Dans les marges du système – il en a de larges, puisque toute une partie, dite informelle, qui occupe une majorité de la population, n’est pas ou beaucoup moins dans l’aire de la prédation – est apparue une autre dynamique, celle d’un secteur entrepreneurial privé, fondé sur l’innovation et la technologie, la transformation et la valorisation de produits locaux, pour un marché local ou régional. Certaines de ces entreprises, récemment ou, peu nombreuses, depuis plus longtemps, ont pris de véritables dimensions. Parfois sans besoin de grand capital de départ, parfois en saisissant une opportunité conjoncturelle (le ciment pour Dangote quand le Nigeria construisait à tout va), parfois en convertissant une accumulation prédatrice antérieure.

Pour le moment, ce secteur économique privé se développe à l’écart, le plus souvent, des institutions, sans leur appui, voire en butte aux obstacles qu’elles lui dresse, aux extorsions qu’elles lui font subir, aux règlementations avec lesquelles elles l’étouffent. Car pour la Rente, l’entreprise privée est à la fois menace et proie.Cette dynamique, quoique ralentie, entravée, s’impose progressivement. Davantage dans les pays anglophones, où l’écroulement des Etats et de la monnaie, dans les années 90, a laissé plus d’espace au mouvement tandis que la résistance des Etats et la stabilité du CFA a largement préservé la capacité de nuisance de ceux-ci dans les pays francophones.

Cette dynamique est loin d’avoir gagné la partie. Pour qu’elle se développe, atteigne une taille critique et devienne hégémonique, elle aura besoin de changements d’orientations politiques, d’un renouvellement des pratiques et des règlementations qui favorise son essor au lieu de le brider. Mais le mouvement est en cours, qui semble inéluctable.

Si cette analyse est juste – à savoir que nous assistons à une phase où un système de rente prédatrice moribond est en train de se faire supplanter par un système dont la locomotive serait l’initiative économique privée, une économie privilégiant la valorisation sur place des productions locales pour un marché régional – alors l’aide internationale, l’APD doit-elle faire de l’acharnement thérapeutique en nourrissant la rente par perfusion ?

Doit-on y mettre fin ?
Ou doit-on, sans plus interférer directement avec la politique africaine – ce sera aux Africains à déterminer les modalités du changement de leurs sociétés, avec tempêtes peut être, tangage et secousses, comme il le feront –, accompagner et faciliter un mouvement en cours, fluidifier son éclosion.
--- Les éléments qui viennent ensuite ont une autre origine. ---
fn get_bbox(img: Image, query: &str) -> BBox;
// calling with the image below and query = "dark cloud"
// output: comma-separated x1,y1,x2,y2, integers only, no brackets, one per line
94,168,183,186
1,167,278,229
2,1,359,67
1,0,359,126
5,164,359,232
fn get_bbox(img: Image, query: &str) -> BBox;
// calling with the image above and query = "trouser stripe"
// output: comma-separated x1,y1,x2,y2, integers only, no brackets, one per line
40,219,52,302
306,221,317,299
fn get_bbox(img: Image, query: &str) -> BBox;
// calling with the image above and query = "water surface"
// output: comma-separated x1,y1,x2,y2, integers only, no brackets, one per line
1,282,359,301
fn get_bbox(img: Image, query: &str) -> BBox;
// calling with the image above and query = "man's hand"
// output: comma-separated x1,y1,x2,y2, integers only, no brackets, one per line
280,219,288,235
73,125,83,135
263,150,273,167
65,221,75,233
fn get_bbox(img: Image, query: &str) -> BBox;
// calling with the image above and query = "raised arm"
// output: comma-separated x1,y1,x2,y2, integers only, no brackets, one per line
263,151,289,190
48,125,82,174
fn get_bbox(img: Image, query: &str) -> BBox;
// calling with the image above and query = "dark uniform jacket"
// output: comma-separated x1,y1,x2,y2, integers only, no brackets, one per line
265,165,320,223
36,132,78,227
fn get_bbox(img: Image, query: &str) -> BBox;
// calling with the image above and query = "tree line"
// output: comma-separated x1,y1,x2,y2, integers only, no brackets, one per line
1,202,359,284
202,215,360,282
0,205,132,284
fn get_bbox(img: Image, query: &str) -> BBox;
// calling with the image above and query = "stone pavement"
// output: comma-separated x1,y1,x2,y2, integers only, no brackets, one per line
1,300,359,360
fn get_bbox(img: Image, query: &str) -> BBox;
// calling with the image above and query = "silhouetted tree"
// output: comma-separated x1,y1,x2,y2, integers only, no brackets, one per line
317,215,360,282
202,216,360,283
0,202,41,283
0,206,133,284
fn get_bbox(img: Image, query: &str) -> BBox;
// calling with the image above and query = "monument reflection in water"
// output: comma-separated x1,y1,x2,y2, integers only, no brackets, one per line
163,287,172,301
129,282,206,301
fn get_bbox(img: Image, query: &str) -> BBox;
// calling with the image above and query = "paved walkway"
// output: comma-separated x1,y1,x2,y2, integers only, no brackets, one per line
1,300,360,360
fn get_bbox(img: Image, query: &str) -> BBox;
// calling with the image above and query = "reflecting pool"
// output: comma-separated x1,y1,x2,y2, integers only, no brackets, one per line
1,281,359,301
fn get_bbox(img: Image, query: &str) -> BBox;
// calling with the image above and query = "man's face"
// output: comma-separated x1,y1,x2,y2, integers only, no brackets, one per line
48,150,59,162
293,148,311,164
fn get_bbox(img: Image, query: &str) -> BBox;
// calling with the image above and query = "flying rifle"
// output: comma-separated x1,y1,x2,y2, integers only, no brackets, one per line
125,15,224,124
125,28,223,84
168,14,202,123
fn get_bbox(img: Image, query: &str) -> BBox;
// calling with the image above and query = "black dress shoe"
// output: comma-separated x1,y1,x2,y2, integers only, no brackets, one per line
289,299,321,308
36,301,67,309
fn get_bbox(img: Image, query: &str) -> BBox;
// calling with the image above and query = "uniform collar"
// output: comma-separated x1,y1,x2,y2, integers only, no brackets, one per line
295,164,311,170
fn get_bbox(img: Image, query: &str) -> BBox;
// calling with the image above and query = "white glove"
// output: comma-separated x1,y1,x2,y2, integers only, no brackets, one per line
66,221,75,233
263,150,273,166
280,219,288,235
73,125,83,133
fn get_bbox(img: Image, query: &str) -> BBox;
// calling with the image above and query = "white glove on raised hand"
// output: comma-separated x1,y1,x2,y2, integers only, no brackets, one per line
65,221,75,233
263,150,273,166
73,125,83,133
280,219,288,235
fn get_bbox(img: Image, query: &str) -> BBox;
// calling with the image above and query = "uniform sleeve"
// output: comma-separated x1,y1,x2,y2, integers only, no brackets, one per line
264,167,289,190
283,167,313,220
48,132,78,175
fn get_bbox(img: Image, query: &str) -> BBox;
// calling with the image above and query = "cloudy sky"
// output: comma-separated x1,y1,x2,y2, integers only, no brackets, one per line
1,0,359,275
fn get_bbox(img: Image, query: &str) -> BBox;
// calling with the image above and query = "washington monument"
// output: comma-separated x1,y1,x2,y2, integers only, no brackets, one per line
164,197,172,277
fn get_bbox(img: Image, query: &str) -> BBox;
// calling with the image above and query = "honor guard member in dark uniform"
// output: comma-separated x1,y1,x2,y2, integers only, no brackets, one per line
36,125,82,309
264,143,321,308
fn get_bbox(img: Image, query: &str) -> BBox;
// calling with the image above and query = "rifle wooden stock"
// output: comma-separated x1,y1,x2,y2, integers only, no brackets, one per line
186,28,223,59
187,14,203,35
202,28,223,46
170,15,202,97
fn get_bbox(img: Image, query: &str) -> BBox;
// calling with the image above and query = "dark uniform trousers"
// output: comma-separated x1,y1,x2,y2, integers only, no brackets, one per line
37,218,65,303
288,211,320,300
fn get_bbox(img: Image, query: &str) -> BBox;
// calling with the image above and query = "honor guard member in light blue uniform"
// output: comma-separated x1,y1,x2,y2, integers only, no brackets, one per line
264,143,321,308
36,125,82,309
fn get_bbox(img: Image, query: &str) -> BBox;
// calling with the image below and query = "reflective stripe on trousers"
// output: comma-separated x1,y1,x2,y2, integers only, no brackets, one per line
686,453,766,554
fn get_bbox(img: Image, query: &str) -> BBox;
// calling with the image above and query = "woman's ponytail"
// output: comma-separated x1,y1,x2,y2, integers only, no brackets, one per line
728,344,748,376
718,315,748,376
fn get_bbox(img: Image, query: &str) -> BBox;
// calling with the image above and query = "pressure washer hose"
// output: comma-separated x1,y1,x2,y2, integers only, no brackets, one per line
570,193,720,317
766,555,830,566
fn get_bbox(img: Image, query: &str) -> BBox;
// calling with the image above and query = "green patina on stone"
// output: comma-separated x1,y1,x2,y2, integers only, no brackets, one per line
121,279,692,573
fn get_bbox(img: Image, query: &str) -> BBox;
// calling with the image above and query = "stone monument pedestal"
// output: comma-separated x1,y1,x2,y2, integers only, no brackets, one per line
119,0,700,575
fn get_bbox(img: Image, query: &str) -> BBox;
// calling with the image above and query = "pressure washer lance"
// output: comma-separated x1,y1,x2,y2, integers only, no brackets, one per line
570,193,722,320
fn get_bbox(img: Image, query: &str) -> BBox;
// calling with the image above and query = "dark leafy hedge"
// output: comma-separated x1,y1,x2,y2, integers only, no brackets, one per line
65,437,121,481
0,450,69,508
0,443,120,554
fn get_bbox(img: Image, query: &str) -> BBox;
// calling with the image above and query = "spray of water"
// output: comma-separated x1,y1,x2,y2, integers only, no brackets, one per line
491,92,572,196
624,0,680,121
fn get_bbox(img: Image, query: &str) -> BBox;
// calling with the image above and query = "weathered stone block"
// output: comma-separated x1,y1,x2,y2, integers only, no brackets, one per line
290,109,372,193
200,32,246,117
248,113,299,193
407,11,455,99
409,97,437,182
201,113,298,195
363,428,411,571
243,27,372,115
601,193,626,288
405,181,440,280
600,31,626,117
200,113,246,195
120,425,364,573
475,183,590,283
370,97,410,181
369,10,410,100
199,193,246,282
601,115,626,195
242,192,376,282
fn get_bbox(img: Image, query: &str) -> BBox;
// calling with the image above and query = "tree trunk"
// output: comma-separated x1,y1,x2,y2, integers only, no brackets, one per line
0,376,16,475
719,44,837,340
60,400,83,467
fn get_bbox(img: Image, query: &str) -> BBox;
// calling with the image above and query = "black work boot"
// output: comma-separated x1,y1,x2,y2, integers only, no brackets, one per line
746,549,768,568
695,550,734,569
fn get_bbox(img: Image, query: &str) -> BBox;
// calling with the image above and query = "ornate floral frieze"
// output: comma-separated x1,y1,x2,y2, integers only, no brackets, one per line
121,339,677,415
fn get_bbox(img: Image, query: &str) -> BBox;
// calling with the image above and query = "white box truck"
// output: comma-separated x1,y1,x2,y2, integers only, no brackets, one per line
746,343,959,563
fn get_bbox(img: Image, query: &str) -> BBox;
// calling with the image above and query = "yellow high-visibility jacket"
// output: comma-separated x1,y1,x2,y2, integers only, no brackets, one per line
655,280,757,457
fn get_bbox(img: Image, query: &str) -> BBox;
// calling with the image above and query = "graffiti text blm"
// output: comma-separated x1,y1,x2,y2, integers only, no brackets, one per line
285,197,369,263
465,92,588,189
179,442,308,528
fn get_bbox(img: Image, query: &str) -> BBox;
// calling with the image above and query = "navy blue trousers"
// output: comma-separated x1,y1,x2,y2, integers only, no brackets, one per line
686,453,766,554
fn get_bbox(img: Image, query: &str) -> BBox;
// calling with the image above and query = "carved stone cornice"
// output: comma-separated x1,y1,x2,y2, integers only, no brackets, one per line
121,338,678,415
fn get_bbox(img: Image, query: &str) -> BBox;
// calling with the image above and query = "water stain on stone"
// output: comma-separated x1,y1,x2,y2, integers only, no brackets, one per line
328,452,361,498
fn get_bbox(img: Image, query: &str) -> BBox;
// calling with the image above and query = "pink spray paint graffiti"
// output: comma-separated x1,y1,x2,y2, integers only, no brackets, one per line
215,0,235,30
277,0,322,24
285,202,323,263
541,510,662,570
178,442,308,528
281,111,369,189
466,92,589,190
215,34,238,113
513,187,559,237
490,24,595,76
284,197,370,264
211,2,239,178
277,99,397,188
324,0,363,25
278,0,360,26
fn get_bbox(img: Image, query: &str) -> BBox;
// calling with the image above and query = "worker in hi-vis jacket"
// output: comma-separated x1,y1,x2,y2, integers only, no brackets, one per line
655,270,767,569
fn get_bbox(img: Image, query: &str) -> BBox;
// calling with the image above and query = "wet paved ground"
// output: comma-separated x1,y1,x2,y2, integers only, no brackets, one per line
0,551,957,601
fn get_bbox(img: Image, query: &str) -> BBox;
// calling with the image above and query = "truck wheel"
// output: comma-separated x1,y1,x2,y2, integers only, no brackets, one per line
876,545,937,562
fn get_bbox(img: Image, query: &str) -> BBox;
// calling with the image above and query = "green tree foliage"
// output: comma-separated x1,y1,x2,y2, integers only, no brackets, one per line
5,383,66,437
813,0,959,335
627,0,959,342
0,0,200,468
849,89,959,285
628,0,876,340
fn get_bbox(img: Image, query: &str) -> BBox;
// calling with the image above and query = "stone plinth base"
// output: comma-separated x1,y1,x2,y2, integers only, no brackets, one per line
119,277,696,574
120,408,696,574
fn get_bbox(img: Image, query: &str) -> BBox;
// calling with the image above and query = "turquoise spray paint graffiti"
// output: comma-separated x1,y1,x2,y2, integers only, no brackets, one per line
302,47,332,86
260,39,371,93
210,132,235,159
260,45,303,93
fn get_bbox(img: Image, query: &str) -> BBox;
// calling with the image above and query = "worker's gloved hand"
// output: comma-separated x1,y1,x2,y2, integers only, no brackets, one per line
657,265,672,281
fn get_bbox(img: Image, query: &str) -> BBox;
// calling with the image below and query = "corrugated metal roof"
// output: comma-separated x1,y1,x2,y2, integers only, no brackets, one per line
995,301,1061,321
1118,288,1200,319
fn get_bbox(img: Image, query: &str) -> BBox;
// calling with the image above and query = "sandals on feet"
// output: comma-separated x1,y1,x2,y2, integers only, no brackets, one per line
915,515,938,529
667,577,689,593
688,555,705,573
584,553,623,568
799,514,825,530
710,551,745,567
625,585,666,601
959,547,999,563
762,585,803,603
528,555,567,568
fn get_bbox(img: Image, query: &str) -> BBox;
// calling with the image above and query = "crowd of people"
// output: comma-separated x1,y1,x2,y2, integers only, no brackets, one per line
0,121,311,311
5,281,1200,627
Les avenues pour ce faire sont nombreuses :
• Encourager toutes les réformes de structure susceptibles de faciliter la transformation locale et les échanges régionaux (régulation du commerce international, politique monétaire, législations intérieures, règlementations régionales, sanction des prédations).
• Financer des investissements orientés vers le développement des économies locales : voies de communication entre lieux de production et de transformation, et non plus à l’export, accès aux nouvelles technologies, à l’énergie, outre l’éducation et la santé.
• Aider en finançant non plus (seulement) les Etats et les institutions, mais les entreprises : prêts, participation au capital, pépinières d’entreprises, etc.
• De l’assistance technique, oui, mais pas dans les administrations pour définir des politiques publiques : dans les entreprises privées, en personnels d’encadrement et en conseil, ou en finançant des consultants et de l’expertise, en réponse aux besoins des entrepreneurs.

Pour autant, il ne s'agit pas de béatifier le privé, qui a aussi de nombreux travers. Son arrivée en position de leadership ne sera pas l'avènement du paradis sur terre. Il n'en sera pas nécessairement fini de la corruption, quoi que peut-être sous d'autres formes (rappelons nous les scandales qui ont émaillé la 3ème république en France, pendant justement la période de la bourgeoisie d'affaires triomphante). Il n'est pas dit du tout que les travailleurs aient une vie plus facile. Qu'en attendant que les régulations s'imposent avec efficacité, il n'y ait pas de fortes turbulences.